30 Million WordPress User Data Leaked By Canadian Cloud Accounting Company

FreshBooks, leaked the credentials, source code, and backups of the WordPress admin servers of its 30 million users. (photo: doc. pexels)

JAKARTA - Canada-based cloud accounting software company FreshBooks, leaked the credentials, source code, and server backups of the WordPress admin of its 30 million users.

As a result, companies pave the way for threat actors to hijack their websites. This, of course, will impact its more than 30 million users, in more than 160 countries around the world at risk of identity theft and other cyber crimes.

Cybernews research team on January 20, discovered FreshBooks' publicly accessible AWS Storage basket. Although it mostly stored images and metadata of the company's blog, among the leaked data, were backups of the website's source code and associated databases.

When researching deeper, the researcher found that one of the databases contained information about the site, its configuration, and 121 WordPress user data.

The data includes names, usernames, email addresses, and hashed passwords from administrators, authors, and site editors.

Leaked passwords are hashed using the WordPress MD5/phpass hashing algorithm, which is easy to crack thereby making user accounts vulnerable to piracy.

With this information, Cybernews researchers say, threat actors can access a website's backend and make unauthorized changes to its content.

They can analyze source code, understand how websites work, and find other vulnerabilities to sell or exploit. The researcher also identified the 2019 server backup as harboring at least five vulnerable plugins installed on the website at that time.

In other scenarios, they can install malicious software, move laterally across networks, and steal sensitive data.

However, there is a caveat to exploiting the vulnerability, on the website login page to the admin panel is indeed secured and not accessible to the public, as reported by TechRadar, Tuesday, April 11.
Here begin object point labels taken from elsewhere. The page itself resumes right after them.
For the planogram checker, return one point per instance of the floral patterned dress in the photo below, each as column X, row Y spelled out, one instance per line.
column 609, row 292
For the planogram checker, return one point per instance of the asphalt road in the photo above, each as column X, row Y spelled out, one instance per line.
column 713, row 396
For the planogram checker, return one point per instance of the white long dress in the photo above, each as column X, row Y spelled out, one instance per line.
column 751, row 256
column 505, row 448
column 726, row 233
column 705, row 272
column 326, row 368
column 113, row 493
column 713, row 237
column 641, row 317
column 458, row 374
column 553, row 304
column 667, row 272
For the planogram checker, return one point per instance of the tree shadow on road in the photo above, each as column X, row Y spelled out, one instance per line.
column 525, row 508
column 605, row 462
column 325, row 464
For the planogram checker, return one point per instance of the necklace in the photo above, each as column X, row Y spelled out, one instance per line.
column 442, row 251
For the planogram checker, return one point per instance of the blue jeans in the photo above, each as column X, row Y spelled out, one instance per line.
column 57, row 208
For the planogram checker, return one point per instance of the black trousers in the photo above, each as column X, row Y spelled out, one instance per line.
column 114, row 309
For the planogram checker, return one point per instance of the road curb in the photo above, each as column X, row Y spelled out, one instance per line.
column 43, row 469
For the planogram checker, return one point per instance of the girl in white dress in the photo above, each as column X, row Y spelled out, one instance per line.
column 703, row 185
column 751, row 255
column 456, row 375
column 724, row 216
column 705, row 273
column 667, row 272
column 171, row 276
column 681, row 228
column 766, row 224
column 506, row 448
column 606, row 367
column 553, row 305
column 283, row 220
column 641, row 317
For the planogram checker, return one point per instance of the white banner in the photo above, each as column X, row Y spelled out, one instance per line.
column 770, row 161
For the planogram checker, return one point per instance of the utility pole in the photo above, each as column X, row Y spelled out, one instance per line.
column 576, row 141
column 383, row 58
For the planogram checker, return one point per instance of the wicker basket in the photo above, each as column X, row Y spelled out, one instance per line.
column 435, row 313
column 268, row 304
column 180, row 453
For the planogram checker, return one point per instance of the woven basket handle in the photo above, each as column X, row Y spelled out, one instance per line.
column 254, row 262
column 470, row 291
Even so, attackers can still bypass this security measure by connecting to the same network as the website or finding and exploiting a vulnerable WordPress plugin.

Cybernews researchers urged FreshBooks to consider the implications of the leaked data and respond quickly to address exposure to the data.

This includes changing all login credentials associated with websites, monitoring suspicious activity, conducting thorough security audits, and implementing two-factor authentication (2FA).

As well as notifying affected users about the leak. The company has fixed the vulnerability after being contacted by Cybernews.